The Health and Disability Commissioner found that St John didn’t take proper care of a patient who had a heart attack after calling 111

When a man’s blood tests suggested a potential heart attack, his doctor advised him to call 111 for an ambulance for immediate transport to the emergency department.

However, upon relaying this information to the 111 operator, he was informed that his doctor was likely being overly cautious. Consequently, he was triaged as potentially serious but not in an immediately life-threatening situation.

Instead of dispatching a St John ambulance promptly, Fire and Emergency NZ (Fenz) was initially sent, leading to an additional hour-long wait until a St John ambulance finally arrived to provide assistance.

Expressing frustration over the delayed response, the man, identified as Mr. A, lodged a complaint with the Health and Disability Commissioner (HDC) regarding the handling of his call for help by Hato Hone St John.

Subsequent investigations by the HDC revealed that Mr. A, in his 40s, had visited his doctor in May 2021 due to chest discomfort during physical activity. After receiving critical test results indicating high levels of troponin, a protein linked to heart attacks, his doctor promptly instructed him to call an ambulance.

Despite the urgency conveyed by his doctor, when Mr. A dialed 111, he was subjected to a series of questions to assess his symptoms. Eventually, a St John ambulance was dispatched, but only after an initial response by Fenz.

Upon arrival, the Fenz team conducted preliminary assessments, but St John staff failed to perform any clinical assessments of Mr. A. Eventually, it was decided that Mr. A’s wife would drive him to the hospital, contrary to the doctor’s directive to take an ambulance.

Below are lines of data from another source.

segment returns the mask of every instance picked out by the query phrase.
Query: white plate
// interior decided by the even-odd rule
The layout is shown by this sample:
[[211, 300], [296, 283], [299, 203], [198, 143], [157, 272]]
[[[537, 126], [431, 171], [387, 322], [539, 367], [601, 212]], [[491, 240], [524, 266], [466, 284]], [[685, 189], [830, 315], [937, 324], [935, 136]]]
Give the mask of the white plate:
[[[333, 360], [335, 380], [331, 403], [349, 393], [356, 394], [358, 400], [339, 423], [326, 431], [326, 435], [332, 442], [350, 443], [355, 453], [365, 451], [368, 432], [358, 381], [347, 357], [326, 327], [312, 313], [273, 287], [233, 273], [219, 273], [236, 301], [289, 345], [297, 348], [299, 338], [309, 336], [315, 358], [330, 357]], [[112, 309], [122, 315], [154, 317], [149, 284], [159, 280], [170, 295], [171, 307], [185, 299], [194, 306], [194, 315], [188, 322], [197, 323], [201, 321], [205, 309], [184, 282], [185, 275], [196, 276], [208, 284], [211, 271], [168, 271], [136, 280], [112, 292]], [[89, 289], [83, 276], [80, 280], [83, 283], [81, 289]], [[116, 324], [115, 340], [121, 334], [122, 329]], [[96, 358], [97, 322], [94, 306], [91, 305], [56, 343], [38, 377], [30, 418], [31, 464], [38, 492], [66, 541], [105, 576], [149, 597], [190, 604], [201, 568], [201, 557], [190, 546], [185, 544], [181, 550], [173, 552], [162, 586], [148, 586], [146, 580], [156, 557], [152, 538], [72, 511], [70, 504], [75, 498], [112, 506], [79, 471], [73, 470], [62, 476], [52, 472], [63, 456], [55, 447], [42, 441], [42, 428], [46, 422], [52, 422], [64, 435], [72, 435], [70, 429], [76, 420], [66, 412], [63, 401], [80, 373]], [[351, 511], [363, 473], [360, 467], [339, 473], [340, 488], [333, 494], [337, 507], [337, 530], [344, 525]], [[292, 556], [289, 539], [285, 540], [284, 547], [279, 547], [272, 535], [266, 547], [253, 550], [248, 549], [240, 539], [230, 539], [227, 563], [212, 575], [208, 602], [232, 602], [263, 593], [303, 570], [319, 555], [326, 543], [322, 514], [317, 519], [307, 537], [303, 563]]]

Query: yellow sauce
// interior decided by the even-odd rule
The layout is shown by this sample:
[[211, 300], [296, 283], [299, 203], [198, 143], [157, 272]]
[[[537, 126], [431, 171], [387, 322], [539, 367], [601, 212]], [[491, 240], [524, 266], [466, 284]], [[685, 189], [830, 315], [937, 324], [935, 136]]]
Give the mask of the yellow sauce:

Mr. A reached the emergency department nearly four hours after the initial call to his doctor. He was subsequently admitted and transferred to the critical care unit, where he remained for four days.

In her report, Deputy Health and Disability Commissioner Dr. Vanessa Caldwell criticized St John’s failure to recognize the seriousness of Mr. A’s condition and ensure a thorough assessment before leaving the scene.

Moreover, Caldwell highlighted concerns over the dismissive attitude of St John staff towards Mr. A’s condition and their failure to explain the risks of not opting for ambulance transport.

Following the investigation, St John acknowledged the breaches in its procedures and apologized unreservedly to Mr. A and his family. The organization committed to improving its systems and guidelines to deliver a higher standard of care.

While Officer D, the ambulance officer involved, no longer works for St John, the organization continues to strive for excellence in responding to the approximately 700,000 calls it receives annually through the 111 system.